Untuk mengungkap ketidakberdayaan pulau-pulau kecil dalam memenuhi kebutuhan akan pangan, Kompas mendatangi sejumlah daerah kepulauan pada Agustus hingga Oktober 2023. Tiga wilayah kepulauan tersebut ialah Nusa Tenggara Timur (NTT), Muna-Buton-Wakatobi di Sulawesi Tenggara, dan Kepulauan Mentawai di Sumatera Barat.
Baca juga: Pangan Lokal, Masa Depan Kita
Hasilnya, semua lokasi mengalami defisit pangan beras. Konsumsi beras jauh melebihi produksinya. Bahkan, Kepulauan Wakatobi tidak menghasilkan padi sama sekali sehingga mengandalkan kiriman dari luar wilayah.
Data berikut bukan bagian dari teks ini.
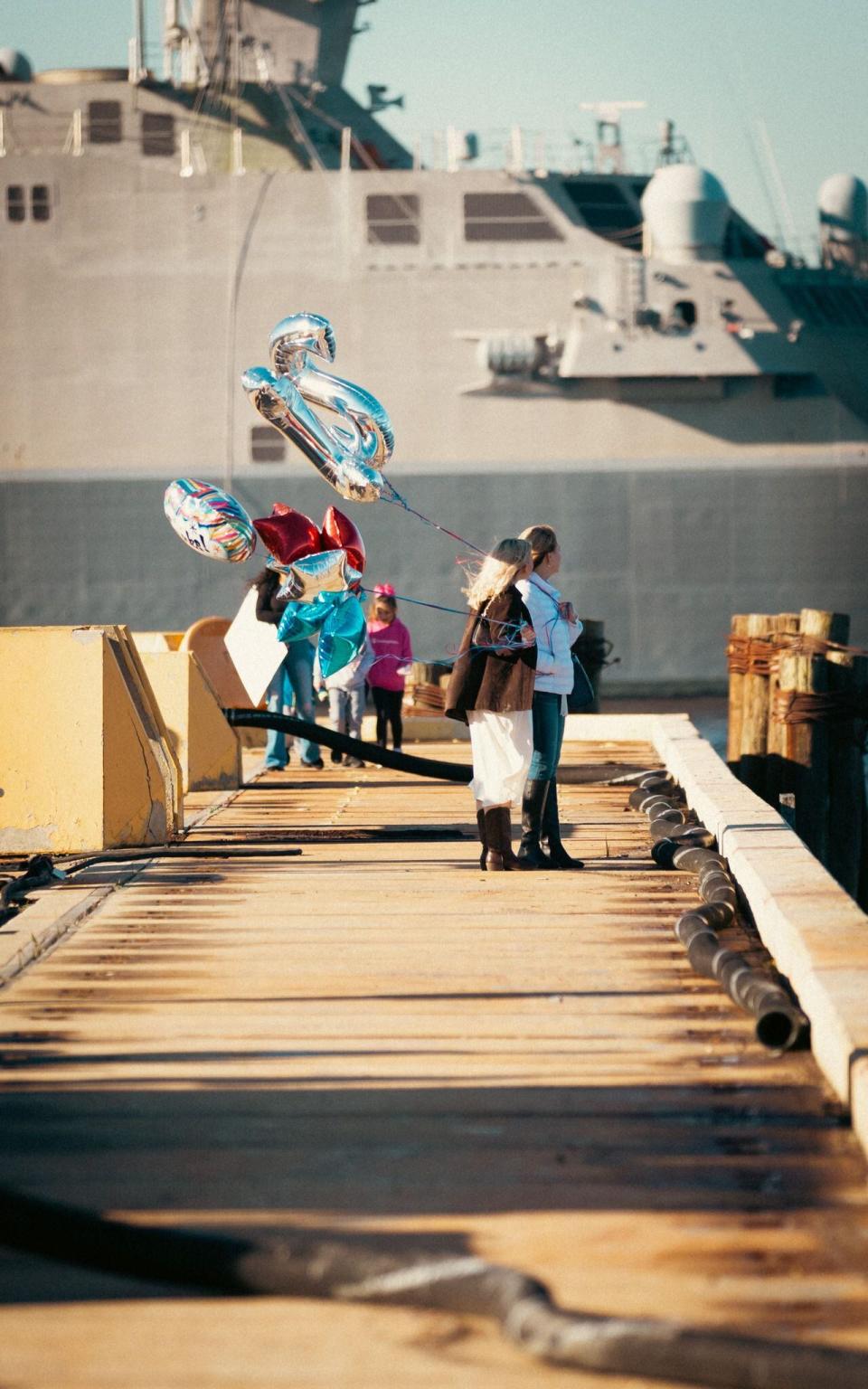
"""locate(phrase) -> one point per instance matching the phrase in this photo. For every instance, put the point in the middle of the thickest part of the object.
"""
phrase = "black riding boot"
(533, 811)
(484, 839)
(552, 834)
(499, 834)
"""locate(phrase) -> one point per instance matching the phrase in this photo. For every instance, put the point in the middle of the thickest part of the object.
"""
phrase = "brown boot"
(482, 837)
(499, 832)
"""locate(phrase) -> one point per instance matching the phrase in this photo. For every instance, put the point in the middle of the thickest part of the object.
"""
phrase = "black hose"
(305, 1264)
(367, 751)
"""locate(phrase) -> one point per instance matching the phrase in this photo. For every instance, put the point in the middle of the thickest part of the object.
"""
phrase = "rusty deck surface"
(378, 1038)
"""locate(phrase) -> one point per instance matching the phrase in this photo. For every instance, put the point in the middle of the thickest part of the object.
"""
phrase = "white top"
(554, 635)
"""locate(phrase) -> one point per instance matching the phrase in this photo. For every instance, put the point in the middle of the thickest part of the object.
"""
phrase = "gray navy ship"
(621, 354)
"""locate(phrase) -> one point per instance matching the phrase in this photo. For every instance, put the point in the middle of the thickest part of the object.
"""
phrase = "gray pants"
(346, 710)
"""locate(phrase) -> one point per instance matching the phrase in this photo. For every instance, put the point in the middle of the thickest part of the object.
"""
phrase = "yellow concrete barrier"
(85, 759)
(207, 749)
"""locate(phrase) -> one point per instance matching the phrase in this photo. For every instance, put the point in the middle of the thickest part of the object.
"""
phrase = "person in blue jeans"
(292, 685)
(556, 627)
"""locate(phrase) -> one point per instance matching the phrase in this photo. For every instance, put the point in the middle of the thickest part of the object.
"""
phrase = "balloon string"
(420, 603)
(394, 496)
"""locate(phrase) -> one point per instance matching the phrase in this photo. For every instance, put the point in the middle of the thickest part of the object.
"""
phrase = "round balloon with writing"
(209, 520)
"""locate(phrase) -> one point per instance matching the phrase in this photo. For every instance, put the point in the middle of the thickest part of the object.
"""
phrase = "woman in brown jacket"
(492, 691)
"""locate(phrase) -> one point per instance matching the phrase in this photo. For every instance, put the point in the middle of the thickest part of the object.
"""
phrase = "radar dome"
(686, 213)
(14, 65)
(844, 206)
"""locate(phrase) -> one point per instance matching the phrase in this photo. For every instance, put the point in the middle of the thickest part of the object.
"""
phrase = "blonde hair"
(542, 539)
(497, 572)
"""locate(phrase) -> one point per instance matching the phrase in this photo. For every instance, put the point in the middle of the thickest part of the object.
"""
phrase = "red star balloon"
(289, 535)
(341, 534)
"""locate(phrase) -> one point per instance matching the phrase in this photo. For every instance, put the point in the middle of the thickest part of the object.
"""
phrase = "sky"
(769, 93)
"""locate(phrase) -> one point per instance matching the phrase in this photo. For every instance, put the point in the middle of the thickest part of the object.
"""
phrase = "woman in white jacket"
(557, 628)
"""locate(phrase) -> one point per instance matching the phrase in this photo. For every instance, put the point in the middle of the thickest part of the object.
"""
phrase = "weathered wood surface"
(378, 1038)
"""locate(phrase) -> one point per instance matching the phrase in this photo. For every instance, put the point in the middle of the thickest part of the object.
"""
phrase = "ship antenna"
(778, 182)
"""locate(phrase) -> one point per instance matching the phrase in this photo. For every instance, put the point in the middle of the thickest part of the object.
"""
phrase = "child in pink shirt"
(393, 652)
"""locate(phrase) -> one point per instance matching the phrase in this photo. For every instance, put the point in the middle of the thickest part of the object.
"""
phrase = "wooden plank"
(381, 1041)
Sepanjang periode 2019-2022, tingkat konsumsi beras di Kepulauan NTT mencapai 571.620 ton per tahun, tetapi produksi hanya 422.080 ton setahun. Artinya, terjadi defisit beras 149.540 ton. Kondisi defisit juga dialami penduduk Kepulauan Mentawai, yang memiliki tingkat konsumsi beras delapan kali lebih tinggi daripada produksinya.
Lebih miris lagi, penduduk Kepulauan Wakatobi secara total menggantungkan suplai beras dari luar wilayahnya untuk dapat mengonsumsi nasi. Tingkat konsumsi beras di Wakatobi mencapai 9.900 ton per tahun, jauh lebih tinggi daripada wilayah Mentawai.
Melimpah
Di tengah kondisi tersebut, observasi lapangan justru menemukan ada banyak sekali keberagaman pangan di tiga kepulauan tersebut. Tercatat sedikitnya 13 jenis sumber karbohidrat lokal yang tersebar di seluruh pulau kecil. Artinya, pemenuhan kebutuhan akan karbohidrat di wilayah kepulauan sangat mungkin dilakukan lewat pangan lokal.
Apabila ditelusuri lebih detail, keberagaman pangan di setiap kepulauan lebih melimpah lagi. Kepulauan NTT menyimpan sedikitnya 24 jenis pangan sumber karbohidrat yang dapat dikelompokkan menjadi delapan jenis, yaitu padi lokal, jagung, sorgum, jawawut, ubi, keladi, jelai, dan labu. Semuanya memiliki porsi mencukupi kebutuhan pangan masyarakat, contohnya jagung dan ubi menjadi dua jenis pangan yang paling sering dikonsumsi selain beras.
Baca juga: Pangan Instan Menggerus Pangan Lokal
Tiga gugusan Pulau Muna, Buton, dan Wakatobi juga memiliki kekayaan sumber karbohidrat yang tak kalah dengan wilayah lainnya. Jenis makanan yang mengandung karbohidrat tercatat sekitar 19 jenis, seperti beras ketan, jagung putih, jagung pulut, jali-jali, jawawut, singkong, ubi, labu putih, beras hitam, dan berbagai jenis pisang. Semuanya tersebar merata sesuai daya dukung lahan untuk pertumbuhan tanaman.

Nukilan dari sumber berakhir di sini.